Here is something so much bigger than anything we had ever thought to ‘ask’ for, or to ‘seek.’ Here is a door that we never dreamed we should knock on.

We all know the elusiveness of that ‘personal peace’ that I know is given to me when I hear those words that do just what they say, “I forgive YOU all of YOUR sins.” I know that God loves me and that I am forgiven and that MY guilt has been lifted from MY shoulders.

But I still live in the world, and the SIN OF THE WORLD surrounds me and I cannot escape it. And as long as I live in the world, I will be threatened by the SIN OF THE WORLD. And even though it may not be from my hand or because of me, as long as I am aware that there are so many people who are suffering and dying because of the SIN OF THE WORLD, how can I enjoy this peace as I long to? “Behold, the Lamb of God who takes away the sin OF THE WORLD.”

He TAKES AWAY your sin and my sin and the sin of every person from the first to the last that causes us to all to suffer and die. But He also TAKES AWAY the sin that corrupts the whole creation, and causes the crust to break and the seas to revolt and the skies to withhold the rain or to rain too much and the land to dry up or be washed away. “Behold, the Lamb of God who takes away the sin OF THE WORLD.”

What else can this mean but the restoration of the entire world? Every spec of sin rooted out from every nook and cranny of the universe and from human being. Holy and sinless people living in a holy and sinless world. “Then I saw a new heaven and a new earth, for the first heaven and the first earth had passed away… And I saw the holy city, new Jerusalem, coming down out of heaven from God, prepared as a bride adorned for her husband. And I heard a loud voice from the throne saying, “Behold, the dwelling place of God is with man. He will dwell with them, and they will be his people, and God himself will be with them as their God. He will wipe away every tear from their eyes, and death shall be no more, neither shall there be mourning, nor crying, nor pain anymore, for the former things have passed away.” And he who was seated on the throne said, “Behold, I am making all things new.” (Rev. 21:3-5)

“What are you seeking?”
Who would have ever imagined that we could dare to seek such a life, such a world, such a Savior as this?

I think that you have to hand to Andrew and the other disciple with him. They didn’t know what to do with this question any more than we do. But after listening to John’s sermon, they knew that whatever it was that they were seeking and searching for, somehow, it was all wrapped up in this man whom they were following.

“Where are you staying?” They just want to be with Jesus. If they are with Him and He is with them, that’s enough. They’re satisfied.

And the gracious reply of Jesus is, “come and you will see.”

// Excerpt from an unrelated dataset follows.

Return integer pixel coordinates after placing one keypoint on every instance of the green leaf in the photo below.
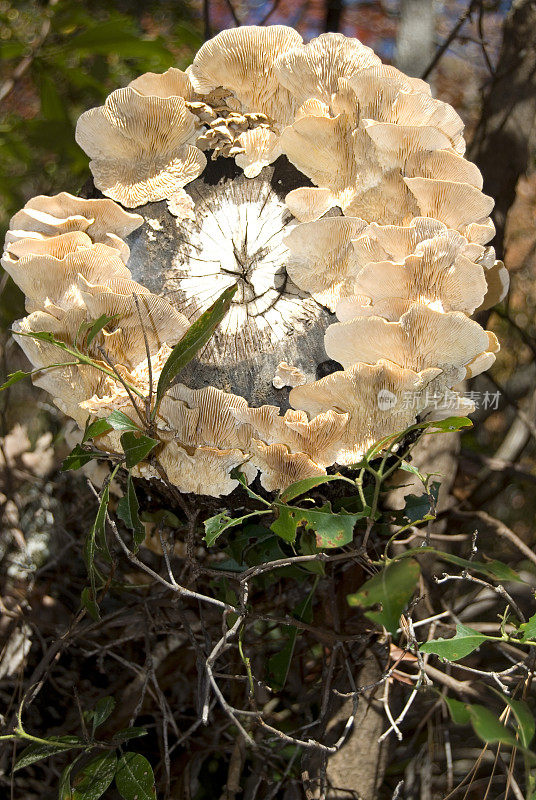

“So they came and saw where he was staying, and they stayed with him that day, for it was about the tenth hour.”
It would have been so nice if John, who was probably that other disciple with Andrew, would have told us something about what happened during their visit with Jesus. But he tells us nothing.

But whatever happened, Andrew is so excited, that the first thing he does is to find his brother Simon. “We have found the Messiah.” Andrew didn’t know exactly what it was he was ‘seeking.’ But now, he is quite sure that he found it.

“And he brought Him to Jesus.”
“Behold, the Lamb of God, who takes away the sin of the world.”

“What are you seeking?”

You should know that even though we may not know what to do with a question like this, the Lamb of God does. “Jesus, what are you seeking?” “I am seeking you.”

Like a woman seeking her lost coin and a shepherd seeking his lost sheep and a father seeking his lost son – He is seeking you. From Zachaeus’ dining room table, Jesus declares, “For the Son of Man came to seek and to save the lost.” (Luke 19:10).

He knows the hole in each of our hearts and He wants to fill it with Himself. He knows that we are hungry and thirsty, and He finds us and says, “Take and eat – this is my body. Take and drink – this is my blood. It takes away the sin of the world.”